Generally speaking, the hospital is contributing its entire behavioral health service line to the joint venture, and therefore, the valuation should be performed at a controlling or enterprise level of value. As a result, market multiples utilized in a Market Approach analysis should be on a controlling level of value (as opposed to a minority/non-controlling level) to be comparable.
Access to accurate, comparable transaction data is critical to any Market Approach analysis. Well established valuation firms with experience in the healthcare industry usually have proprietary transaction databases with relevant information, exposure to relevant market participants and experience dealing with similar transactions. Multiples obtained from available market data should be adjusted for factors such as size, geography, diversification, access to capital, growth prospects, profitability and liquidity among other factors. In addition, transactions for multiple facilities typically result in significantly higher multiples paid than for a single location. Finally, an FMV analysis should avoid related party transactions and transactions where the seller is financially distressed as the indicated multiples would not be consistent with the definition of FMV.
As for current multiple trends in the behavioral health marketplace, Joey Jacobs CEO of Acadia, gave some general insight on a recent Acadia conference call5:
“John, I would think the larger transactions are going to get around that nine times. A single transaction is probably going to get closer to the seven times. I think the bankers are beginning to realize that the multiples have come down and are coming down. And if they want to engage Acadia in the process that we've set those expectations that we're going to verify the trailing EBITDA earnings and that's the multiple we put to it.”
Conclusion
Once the Cost, Income and Market Approach have been considered, the strength of the approaches are weighed and a FMV range is typically established. If certain assets necessary to operate the business are not contributed to the joint venture, an adjustment to the value indication should be made. Examples being when the equipment and current staff will remain with the hospital post transaction or the joint venture will not be able to utilize the health system tradename or branding.

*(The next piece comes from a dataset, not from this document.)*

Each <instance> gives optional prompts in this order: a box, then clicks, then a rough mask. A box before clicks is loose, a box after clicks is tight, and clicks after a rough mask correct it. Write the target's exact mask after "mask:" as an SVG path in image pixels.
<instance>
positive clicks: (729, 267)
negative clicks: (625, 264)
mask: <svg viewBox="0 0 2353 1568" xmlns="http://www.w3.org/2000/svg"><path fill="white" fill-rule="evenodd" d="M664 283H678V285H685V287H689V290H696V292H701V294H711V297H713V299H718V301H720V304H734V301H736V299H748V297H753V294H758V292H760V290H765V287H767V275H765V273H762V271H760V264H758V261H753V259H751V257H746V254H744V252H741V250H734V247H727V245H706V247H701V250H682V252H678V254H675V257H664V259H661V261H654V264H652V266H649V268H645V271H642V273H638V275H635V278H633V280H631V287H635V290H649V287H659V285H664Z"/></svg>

As a result, estimates for the value of the equipment, trained workforce, and hospital tradename should be deducted from the value indication of the enterprise.
In summary, with a growing trend of behavioral health joint ventures, coupled with increased regulatory scrutiny, it is critical that the value of the contributed service line be consistent with FMV. Going through a thorough process will not only assist with compliance but should assist with making a sound business decision for your health system.
1Seeking Alpha - UHS 4th Q 2016 Earnings Call Transcript
2Seeking Alpha – ACHC 4th Q 2016 Earnings Call Transcript
3NACVA Professional Standards, http://web.nacva.com/TL-Website/PDF/ NACVA_Professional_Standards.pdf. “The price, expressed in terms of cash equivalents, at which a property would change hands between a hypothetical willing and able buyer and a hypothetical willing and able seller, acting at arm’s-length in an open and unrestricted market, when neither is under compulsion to buy nor to sell, and when both have reasonable knowledge of the relevant facts.”